Tsuko-tegata was a certificate for people in the Edo period to prove that they were traveling with permission. Travelers were obliged to carry it as a proof of the permission during their travels, and it is equivalent to the present passport and identity card.

Summary

In the Edo period, sekisho (checking stations) and kuchidome-bansho (checkpoints) were set up at various places to strictly control the movement of people. There were various reasons for travels, such as house moving, official or commercial trip, visiting temples and shrines, a hot-spring cure, and in cases of women, marriage and live-in domestic service. Generally, however, traveling was not allowed with ease except for a pilgrimage to Ise Shrine that was permitted unconditionally. Visits to famous shrines and temples, such as Nikko Tosho-gu Shrine and Zenko-ji Temple, were allowed in most cases.
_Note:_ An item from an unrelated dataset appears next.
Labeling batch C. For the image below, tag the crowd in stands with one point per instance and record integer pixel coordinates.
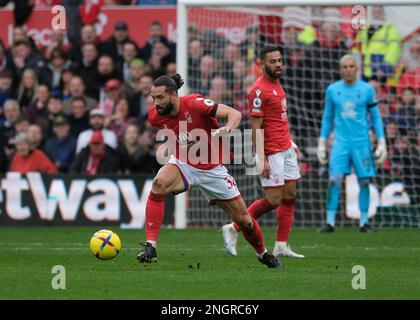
(84, 107)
However, unlike in modern times, there were no tourist resorts developed then, therefore the visits to shrines and temples themselves were pleasure trips. Traveling, in the first place, was a once-in-a-lifetime opportunity for the common people (like traveling abroad before the high-growth period). However, according to a different theory, people were actually able to travel without restraint as long as they made notification, which is like traveling abroad after getting a passport in modern times, considering the fact that domains in the Edo period were like semi-independent states..

Control over movement of women in samurai families was stricter than that over the common people, and tsuko-tegata for women was indispensable.

Samurai asked for tsuko-tegata to be issued at Hancho (government building of domain). The common people asked town or village officers, or their family temples to issue their tsuko-tegata..

It can be said that the wording of tsuko-tegata is quite similar to that of the current passport. Identity of the person who carried the tsuko-tegata, purpose of travel (such as visiting temples and shrines in various provinces), request for passing sekisho, request for convenience and protection to related officers, identity and address of the issuer and the like were written on it.

Existing tsuko-tegata are materials to indicate the movement of people in the Edo period.